登录
原创

国家行政区数据获取三种方式:爬虫、调用API、私有化部署

发布于 2023-05-16 阅读 9633
  • 后端
  • Python
  • API
  • 爬虫
原创

背景

现实情况,在信息系统开发、电子商务平台、app等等相关软件开发,都会设计到行政区数据联动,但是如何获取最新、准确的数据呢?
在这里给各位推荐三种获取方式

一、Python国家行政区数据爬取示例【源码可运行】

这里里给初学者、有需要的人提供一个数据抓取的脚本,有效、可运行,将抓取的数据写入到本地csv文件中
不废话,上代码:

  • 注意:改代码可以抓取:省、市、区、乡镇街道、村社区 五级完整行政区,由于村社区数量比较大,抓取方法调用被注释了,有需要的可以取消注释
from bs4 import BeautifulSoup
import csv
import re
import requests

class XingZhengQu(object):

    def __init__(self):
        self.session = requests
        self.initCsvWriter()

    def initCsvWriter(self):
        self.csvFile = open('xingzhengqu.csv', 'w')
        self.csvWriter = csv.writer(self.csvFile)
        self.csvWriter.writerow(['行政代码','名称','层级','类型'])

    def csvWriteRow(self,row):
        self.csvWriter.writerow(row)
    # 省
    def getProvice(self):
        url='http://www.stats.gov.cn/sj/tjbz/tjyqhdmhcxhfdm/2022/index.html'
        resp = self.session.get(url)
        resp.encoding='utf-8'
        soup = BeautifulSoup(resp.text, 'lxml')

        a = soup.select('table.provincetable > tr.provincetr > td >a')
        for item in a:
            proviceUrl = item.get('href')
            pid = re.findall("([0-9]+)\.html",proviceUrl)

            print('--',pid,proviceUrl)
            code = pid[0].ljust(12,'0')
            print('{}-{}-{}'.format(code,item.get_text(),1))
            row =[code,item.get_text(),1,'']
            self.csvWriteRow(row)
            cityUrl = '{}/{}'.format(url.rsplit('/',1)[0],proviceUrl)
            self.getCity(cityUrl)
    # 市
    def getCity(self,url):
        print('getCity',url)
        resp = self.session.get(url)
        resp.encoding='utf-8'
        soup = BeautifulSoup(resp.text, 'lxml')

        trs = soup.select('table.citytable > tr.citytr')
        for tr in trs:
            a = tr.select('td > a')
            if len(a)>0 :
                cityUrl = a[0].get('href')

                print('{}-{}-{}'.format(a[0].get_text(), a[1].get_text(), 2))
                row =[a[0].get_text(),a[1].get_text(),2,'']
                self.csvWriteRow(row)

                cityUrl = '{}/{}'.format(url.rsplit('/',1)[0],cityUrl)

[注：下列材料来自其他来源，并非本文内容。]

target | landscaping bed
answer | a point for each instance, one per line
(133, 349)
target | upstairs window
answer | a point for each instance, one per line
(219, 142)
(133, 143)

                self.getCounty(cityUrl)
            else:
                td=tr.select('td')
                if len(td)>0 :
                    row =[td[0].get_text(),td[1].get_text(),2,'']
                    self.csvWriteRow(row)
    # 区
    def getCounty(self,url):
        print('getCounty',url)
        resp = self.session.get(url)
        resp.encoding='utf-8'
        soup = BeautifulSoup(resp.text, 'lxml')
        trs = soup.select('table.countytable > tr.countytr')
        for tr in trs:
            a = tr.select('td > a')
            if len(a)>0 :
                countryUrl = a[0].get('href')

                print('{}-{}-{}'.format(a[0].get_text(), a[1].get_text(), 3))
                row =[a[0].get_text(),a[1].get_text(),3,'']
                self.csvWriteRow(row)
                cityUrl = '{}/{}'.format(url.rsplit('/',1)[0],countryUrl)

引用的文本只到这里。